Un altro candidato che è andato bene, seppure in un modo tutto suo, è stato Carson: a tratti è sparito dalla conversazione, ma non è mai stato davvero coinvolto negli attacchi più duri e ha mantenuto l’immagine da outsider e da personaggio che non appartiene al giro della politica (in molti stanno facendo notare che sono outsider anche Trump e Fiorina, ed è eloquente che i candidati più convincenti in questo momento siano quelli che non hanno nessuna esperienza politica).

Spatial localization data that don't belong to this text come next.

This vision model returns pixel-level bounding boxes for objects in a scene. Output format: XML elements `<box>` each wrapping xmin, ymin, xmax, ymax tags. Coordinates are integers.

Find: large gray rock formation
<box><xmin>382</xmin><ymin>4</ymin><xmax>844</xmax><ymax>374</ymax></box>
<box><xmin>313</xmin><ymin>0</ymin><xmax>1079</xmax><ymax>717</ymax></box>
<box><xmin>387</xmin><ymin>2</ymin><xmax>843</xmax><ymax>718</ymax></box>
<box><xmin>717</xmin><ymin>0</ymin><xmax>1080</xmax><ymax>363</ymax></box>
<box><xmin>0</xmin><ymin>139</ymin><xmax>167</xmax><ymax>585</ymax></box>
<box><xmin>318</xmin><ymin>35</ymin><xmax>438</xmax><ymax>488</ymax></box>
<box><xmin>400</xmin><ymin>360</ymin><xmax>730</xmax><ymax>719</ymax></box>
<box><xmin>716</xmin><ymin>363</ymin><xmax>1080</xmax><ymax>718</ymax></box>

Tra gli altri, sono stati quasi invisibili Mike Huckabee e Chris Christie, sono andati un po’ meglio dell’ultima volta Rand Paul e Scott Walker ma soprattutto hanno avuto una buona serata anche John Kasich e Marco Rubio, che hanno dimostrato di poter eventualmente raccogliere parte del sostegno più “istituzionale” di Jeb Bush se questo dovesse continuare a non essere convincente. Kasich – governatore dell’Ohio, preparato e moderato – si è staccato dalla maggior parte degli altri candidati quando ha detto che da presidente non straccerebbe subito l’accordo sull’Iran ma aspetterebbe di capire se può farlo funzionare; Rubio – giovane senatore della Florida di origini cubane – è stato convincente sia sull’immigrazione che sulla politica estera. È andato bene anche il senatore di estrema destra Ted Cruz, facendo dire a esperti e analisti che potrebbe diventare il candidato di riferimento di quell’area attirando a sé parte dei voti di Huckabee, Walker e Paul.

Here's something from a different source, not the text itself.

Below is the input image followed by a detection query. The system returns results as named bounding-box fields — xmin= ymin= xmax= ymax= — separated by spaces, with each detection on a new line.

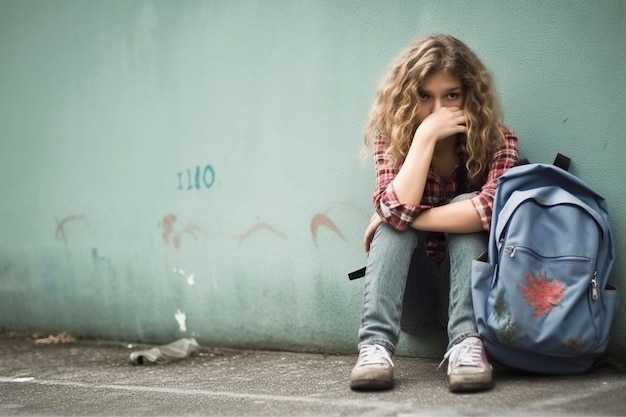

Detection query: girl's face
xmin=416 ymin=71 xmax=464 ymax=123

Le primarie – sia per i Democratici che per i Repubblicani – cominceranno il primo febbraio 2016 con i caucus in Iowa. Il prossimo dibattito tra candidati Repubblicani si terrà il 28 ottobre a Boulder, in Colorado: cioè in uno dei due stati che hanno legalizzato l’uso ricreativo della marijuana, tema che sicuramente tornerà nella discussione. Il dibattito sarà organizzato da CNBC e verterà soprattutto sull’economia. I candidati Democratici invece terranno il loro primo confronto televisivo il 13 ottobre a Las Vegas, in Nevada.